Malen brilla sotto gli occhi di Totti: due gol al Cagliari, la Roma dimentica Udine e torna quarta
Serviva una risposta dopo la sconfitta e la brutta prestazione di Udine. E la risposta è arrivata forte e chiara: la Roma domina contro il Cagliari e vince 2-0 grazie alla doppietta del colpaccio di gennaio. Malen brilla e trascina i giallorossi, sotto gli occhi di Francesco Totti, presente in tribuna. E regala tre punti fondamentali per Gasperini, perché permettono alla Roma di agganciare la Juventus al quarto posto in classifica.

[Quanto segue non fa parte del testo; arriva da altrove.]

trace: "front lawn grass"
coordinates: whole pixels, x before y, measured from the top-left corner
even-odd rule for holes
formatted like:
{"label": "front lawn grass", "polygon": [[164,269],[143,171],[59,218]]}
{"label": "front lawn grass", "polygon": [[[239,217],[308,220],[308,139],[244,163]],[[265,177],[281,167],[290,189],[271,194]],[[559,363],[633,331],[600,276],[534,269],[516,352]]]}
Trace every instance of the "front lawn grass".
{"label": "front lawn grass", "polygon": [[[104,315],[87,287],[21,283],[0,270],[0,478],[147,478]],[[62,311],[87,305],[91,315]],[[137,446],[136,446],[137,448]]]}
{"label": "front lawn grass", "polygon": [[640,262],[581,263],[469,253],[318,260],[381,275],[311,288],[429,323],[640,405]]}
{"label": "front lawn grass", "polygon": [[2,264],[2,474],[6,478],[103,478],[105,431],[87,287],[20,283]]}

Per i sardi, invece, una serata storta dopo tante positive.
La Roma spinge, sotto gli occhi di Totti
L'atmosfera all'Olimpico è speciale, perché tra i sessantamila sugli spalti c'è anche l'uomo più amato dal popolo giallorosso: Francesco Totti. E spinta da questa carica emotiva (a inizio partita l'ex capitano viene inquadrato dalle telecamere e il clima si fa ancora più rovente) la Roma approccia alla grande, vincendo tanti duelli e andando subito vicino al gol con Ndicka su sviluppo di palla inattiva e con Malen, che comincia la sua partita fatta di sponde, tagli in area, strappi che lasciano sul posto gli avversari. E ovviamente tiri in porta.
Gol meritatissimo
Dopo un altro paio di fiammate di marca capitolina - Soulé con la sua giocata classifica e un tiro a giro che si spegne di poco a lato, Pisilli con dribbling e conclusione su cui è attento Caprile - arriva la meritata rete del vantaggio. E la meritata rete di Malen, senza dubbio il migliore. Al 25' l'ex Aston Villa taglia coi tempi perfetti in area di rigore, riceve da Mancini e con un tocco sotto delicatissimo scavalca Caprile per l'1-0. Che gol. Ma l'esibizione di Malen non è finita. Pochi minuti dopo va a un soffio dalla doppietta con un colpo di testa largo di un nonnulla. E ancora dopo fa tutto da solo, mettendo un pallone insidiosissimo in area, su cui nessun compagno arriva. Nel finale altra grande palla-gol per la Roma: Pellegrini imbecca Ghilardi, il cui colpo di testa sfiora il palo. Finisce 1-0 il primo tempo, ma la sensazione è che la Roma possa segnare ancora da un momento all'altro.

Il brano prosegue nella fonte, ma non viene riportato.